2026-05-17

Por ocho países

Culminó su travesía en bici tras recorrer Sudamérica

Una pasión en dos ruedas, ocho países recorridos y una experiencia inolvidable. Alicia Rodríguez (59) regresó a Jardín América con la bandera argentina en lo más alto luego de haber realizado más de 27.000 kilómetros en bicicleta. Una travesía que se gestó a partir de un sueño, se hizo realidad hace más de un año y ayer llegó a su tramo final.

La jardinense recorrió Argentina de norte a sur y en cada país que visitó entró con el símbolo nacional en lo mas alto y fue llevando consigo las de Chile, Panamá, Colombia, Ecuador, Perú, Bolivia y Paraguay.

Oriunda de Oberá, de niña se radicó en Jardín América, hace 50 años. “Volver a Jardín América es una gran emoción, sentimientos encontrados al haber visto culturas diferentes y encontrarme en Argentina donde creo que se puede hacer muchas cosas más con ideas para aportar a la comunidad, esto es algo emocionante”.

Con casi 60 años, impulsó a las nuevas generaciones a que se animen, que no se queden quietos y que cumplan con los desafíos que tienen. “Si yo pude hacer esta aventura los jóvenes también pueden, hay que buscar un planeta más limpio, la bicicleta ofrece una calidad de vida, de salud, conocimiento, vivencias que no da otro medio de transporte y es maravilloso”, aseguró.
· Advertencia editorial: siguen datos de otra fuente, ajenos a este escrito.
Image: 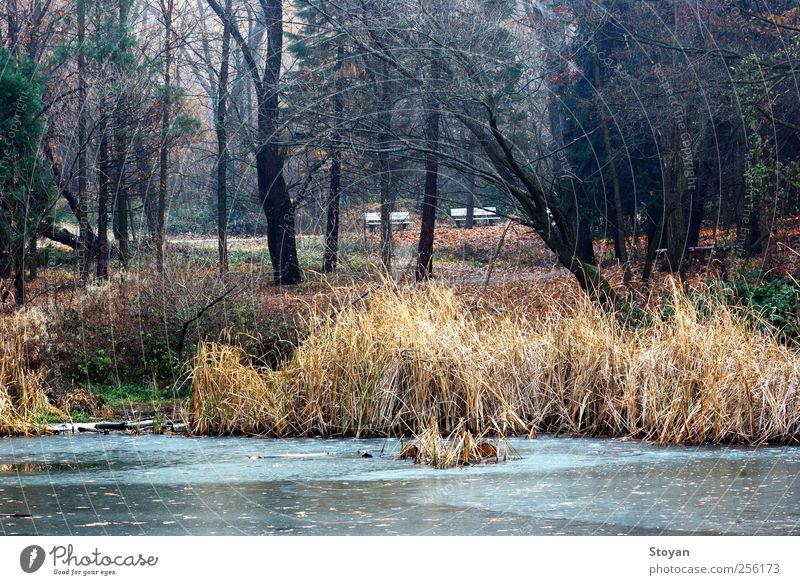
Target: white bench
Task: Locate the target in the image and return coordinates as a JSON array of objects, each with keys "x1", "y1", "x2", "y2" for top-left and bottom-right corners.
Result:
[
  {"x1": 450, "y1": 207, "x2": 503, "y2": 227},
  {"x1": 364, "y1": 211, "x2": 411, "y2": 231}
]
Incluso, comentó que sus familiares y amigos que dejó en Misiones la acompañaron en cada momento, en los kilómetros que hizo en soledad en diferentes rutas del sur del continente, por lo que sintió la presencia de sus seres queridos. Por ello, volver a encontrarlos, dar ese abrazo interminable la reconfortó y la llenó de alegría.

Alicia llegó ayer en una mañana fresca, donde aún la neblina se percibía en la localidad. Fue recibida en la Terminal de Ómnibus y luego se hizo una caravana hasta el centro de la comuna, donde más personas la estaban esperando.

La biciviajera precisó que la bicicleta es como la vida misma, porque hay días de lluvia, tormenta, soleado, nieve, frío y calor, viento en contra o a favor, sólo que en la casa se tiene el confort, pero en la ruta es una manera de supervivencia. Rodríguez es estilista, hacía trabajos durante el camino, pero también contó que en cada lugar que llegó fue bien recibida.

“En la bicicleta se pierde todo, en el camino extravié mi kilometraje e iba recorrido más de 18.000 kilómetros, se pierde, se gana, se viaja con lo mismo, pero nada es indispensable, pero cada kilómetro se disfruta a pleno, cada lugar es una sorpresa, el despertar a la mañana y no saber qué te espera durante el día, dónde vas a comer o dormir es maravilloso, es vivir el presente, el aquí y ahora”, cerró.